(48:00, CD/Download, My Sonic Temple, 2017)
Fast zeitgleich mit der Meldung, dass seine Band Perfect Beings einen weltweiten Deal mit dem Label InsideOut Music unterzeichnet hat, veröffentlicht der in Los Angeles lebende Gitarrist Johannes Luley sein zweites Solo-Album mit dem Titel “Qitara”. Wie der Titel schon vermuten lässt, steht (stehen) Luleys Instrument bzw. seine Instrumente im Fokus. Anders als das ebenfalls gerade remastered wiederveröffentlichte Solo-Debüt “Tales From Sheepfather’s Grove”, welches eher in der Tradition eines “Olias Of Sunhillow” steht, ist “Qitara” weitestgehend instrumental und überrascht mit einer anspruchsvollen Mixtur aus Prog-Rock, Jazz- und Fusion-Einflüssen, die den Hörer durchaus auch mal fordert. Um das berühmte “sich rein hören” führt kein Weg herum. Auch dem Rezensenten ging es so, aber es lohnt sich.

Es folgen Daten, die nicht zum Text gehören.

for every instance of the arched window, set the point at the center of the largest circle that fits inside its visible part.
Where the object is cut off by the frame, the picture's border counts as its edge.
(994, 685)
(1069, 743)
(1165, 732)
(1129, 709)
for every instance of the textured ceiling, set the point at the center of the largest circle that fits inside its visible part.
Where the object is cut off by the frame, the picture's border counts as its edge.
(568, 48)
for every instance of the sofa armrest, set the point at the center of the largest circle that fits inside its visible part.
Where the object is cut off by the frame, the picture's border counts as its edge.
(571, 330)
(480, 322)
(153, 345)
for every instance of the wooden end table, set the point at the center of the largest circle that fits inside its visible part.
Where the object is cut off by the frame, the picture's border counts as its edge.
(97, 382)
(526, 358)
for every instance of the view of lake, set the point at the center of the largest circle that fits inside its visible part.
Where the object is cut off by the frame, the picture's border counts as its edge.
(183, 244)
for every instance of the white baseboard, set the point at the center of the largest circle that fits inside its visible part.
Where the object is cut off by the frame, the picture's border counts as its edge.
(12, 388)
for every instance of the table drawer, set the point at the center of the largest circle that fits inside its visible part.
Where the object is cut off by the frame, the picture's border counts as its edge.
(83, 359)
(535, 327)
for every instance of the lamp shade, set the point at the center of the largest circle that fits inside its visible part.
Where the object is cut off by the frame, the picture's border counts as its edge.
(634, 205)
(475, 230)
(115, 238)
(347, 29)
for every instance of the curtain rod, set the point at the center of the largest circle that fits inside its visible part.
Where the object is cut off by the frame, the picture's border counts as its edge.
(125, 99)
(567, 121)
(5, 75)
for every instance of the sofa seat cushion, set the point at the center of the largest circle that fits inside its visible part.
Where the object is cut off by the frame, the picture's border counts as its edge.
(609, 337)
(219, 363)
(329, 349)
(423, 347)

Nach und nach tun sich etliche Perlen auf. Richtig zur Sache geht es beispielsweise in ‘Red And Orange’, einem Stück, das im Original von Jan Hammer veröffentlicht wurde. Luleys Version, die er als ‘Jazz From Hell’ bezeichnet, besticht mit wilden Tasten vs. Saiten Duellen. Luleys Gegenpart Scott Kinsey an Orgel und Synth spielt geradezu wie ein Keith Emerson auf Speed. In ‘Sister Six’ gibt es ein Wiederhören mit Ryan Downe, dem Sänger von Luleys Ex-Band Moth Vellum. Das einzige Gesangsstück auf dem Album hat einen leicht psychedelischen Touch und erinnert vielleicht nicht ganz unbeabsichtigt an die Phil Collins‘ Version des Beatles Klassikers ‘Tomorrow Never Knows’. Der Opener ‘The Doer’ ist möglicherweise das Stück des Albums, das Luleys Band Perfect Beings am nähesten kommt. Das kantige Prog-Instrumental erinnert ein wenig an ‘Mar Del Fuego’ vom zweiten Album der Band. Die entspanntere Seite des Albums zeigt sich in ‘Moonlight Mesa’ und dem George Duke Cover ‘Faces in Reflection’. Erstgenanntes Stück hat seinen Ursprung noch als Demo für ein nie realisiertes zweites Moth Vellum Album.
Im Gesamtkontext hat “Qitara” im Vergleich zu einer Reihe von Solo-Alben hauptamtlicher Gitarristen deutlich mehr zu bieten als die pure Selbstdarstellung am Instrument. Johannes Luley untermauert vielmehr seinen integralen Status als Mitkomponist und Produzent innerhalb seiner Band Perfect Beings. Gleichzeitig verweist er mit dem deutlich hörbaren Hang zu Jazz und Fusion auf seine eigenen Einflüsse. Dass das Werk über einen recht langen Zeitraum mit einer ganzen Reihe unterschiedlicher Musiker – darunter neben Ex-Kollege Downe auch der Ex-Drummer der Beings Dicki Fliszar – entstanden ist, hört man “Qitara” nicht an. Es klingt wie aus einem Guss und erhöht die Erwartungshaltung auf das im nächsten Jahr erscheinende dritte Album der Perfect Beings.